The new school year has brought 40 new teenagers to the orphanage, where our charity works, and they urgently need our help. We work in the "children's home" department of a technical college, where young people aged 16 to 23 study and live. So we have a vital window of opportunity to work with them and prepare them for independent life.
For the new arrivals, independent life seems a long way off. Their main anxiety is adapting to their new home. The young people all come from different children's home, and for many of them from small towns, this is their first time in a big city. Some are so afraid of getting lost that they never leave the children's home where they live and study.
Natasha, aged 16 said, "Everything's strange here. I would have been better off staying in my children's home. I know everyone there, I can help the younger ones and stay and work there. I just don't want to go anywhere. If I have a child, I will go back to live in the children's home."
Those who wish to meet each week with our support group. There we give them the confidence to make friends and venture out into the city.

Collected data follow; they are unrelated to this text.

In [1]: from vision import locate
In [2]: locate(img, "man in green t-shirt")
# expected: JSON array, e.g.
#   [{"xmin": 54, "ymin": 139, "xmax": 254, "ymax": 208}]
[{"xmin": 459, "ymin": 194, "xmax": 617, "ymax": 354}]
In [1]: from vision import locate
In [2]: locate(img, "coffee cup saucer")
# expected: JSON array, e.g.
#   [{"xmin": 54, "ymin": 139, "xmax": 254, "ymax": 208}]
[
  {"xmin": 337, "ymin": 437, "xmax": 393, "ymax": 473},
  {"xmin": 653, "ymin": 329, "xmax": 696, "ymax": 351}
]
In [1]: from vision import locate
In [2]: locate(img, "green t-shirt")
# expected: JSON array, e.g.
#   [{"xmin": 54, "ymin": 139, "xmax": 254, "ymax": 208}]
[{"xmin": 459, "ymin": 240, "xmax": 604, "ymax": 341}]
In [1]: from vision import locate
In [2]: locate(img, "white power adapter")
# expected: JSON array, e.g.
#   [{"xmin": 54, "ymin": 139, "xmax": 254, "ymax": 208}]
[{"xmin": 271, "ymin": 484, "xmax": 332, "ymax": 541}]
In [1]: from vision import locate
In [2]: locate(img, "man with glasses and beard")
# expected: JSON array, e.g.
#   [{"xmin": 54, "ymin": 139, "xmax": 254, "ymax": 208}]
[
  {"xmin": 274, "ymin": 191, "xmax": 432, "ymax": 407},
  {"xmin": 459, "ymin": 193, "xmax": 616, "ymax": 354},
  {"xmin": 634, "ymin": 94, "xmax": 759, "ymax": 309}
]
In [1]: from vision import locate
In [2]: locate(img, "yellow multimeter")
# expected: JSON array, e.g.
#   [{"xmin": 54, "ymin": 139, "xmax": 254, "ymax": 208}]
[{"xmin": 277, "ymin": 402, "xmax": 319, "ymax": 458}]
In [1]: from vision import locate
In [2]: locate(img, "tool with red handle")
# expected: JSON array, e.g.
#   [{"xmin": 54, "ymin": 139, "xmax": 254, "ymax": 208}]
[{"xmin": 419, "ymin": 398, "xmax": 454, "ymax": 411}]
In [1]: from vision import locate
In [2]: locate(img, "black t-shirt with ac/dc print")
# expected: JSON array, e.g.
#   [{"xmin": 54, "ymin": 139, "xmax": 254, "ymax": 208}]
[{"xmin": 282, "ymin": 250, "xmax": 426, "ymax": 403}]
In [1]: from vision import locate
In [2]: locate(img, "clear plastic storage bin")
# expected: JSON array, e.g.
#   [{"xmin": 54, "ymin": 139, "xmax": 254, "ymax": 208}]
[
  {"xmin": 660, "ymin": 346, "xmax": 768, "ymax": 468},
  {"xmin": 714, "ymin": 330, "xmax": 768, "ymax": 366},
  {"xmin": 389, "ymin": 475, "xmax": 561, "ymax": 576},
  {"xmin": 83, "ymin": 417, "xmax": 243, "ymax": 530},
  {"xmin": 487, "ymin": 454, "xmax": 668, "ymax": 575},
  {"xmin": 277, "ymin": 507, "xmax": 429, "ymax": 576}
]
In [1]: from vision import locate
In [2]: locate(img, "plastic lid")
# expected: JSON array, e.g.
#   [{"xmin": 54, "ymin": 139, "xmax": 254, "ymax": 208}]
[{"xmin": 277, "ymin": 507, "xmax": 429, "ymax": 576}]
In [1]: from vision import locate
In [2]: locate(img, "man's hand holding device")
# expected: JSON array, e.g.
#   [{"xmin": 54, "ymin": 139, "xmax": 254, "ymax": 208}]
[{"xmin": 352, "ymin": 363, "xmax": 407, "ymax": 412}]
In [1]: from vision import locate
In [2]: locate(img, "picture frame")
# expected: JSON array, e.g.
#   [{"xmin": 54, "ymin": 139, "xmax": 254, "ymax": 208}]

We have not forgotten the young people we were helping last year. There is a second group for young people in the final year. Most of them have a job lined up for when they will leave, but many still have problems with their housing. It looks likely that some will have to go back to live with relatives who either abandoned them, or where judged unfit to look after them as children. We offer group sessions where the practical questions are worked through, but also individual sessions, where they can untangle their complicated and painful emotions towards their families and hopefully reach some resolution.
We leave you with the words of one of our young people:
"The lads often don't understand why they should talk to a psychologist and ask me, what do you do there in the in the consultations. I explain that if you have an unbearable toothache, then you know that you can go to the dentist. See, I know there is also a psychologist, and I go there when I feel unbearable pain inside."
With your help this Christmas, we can make sure that all our young people continue to get the help they need.
P.S. We don't have any pictures for you because we must protect the privacy of our sessions.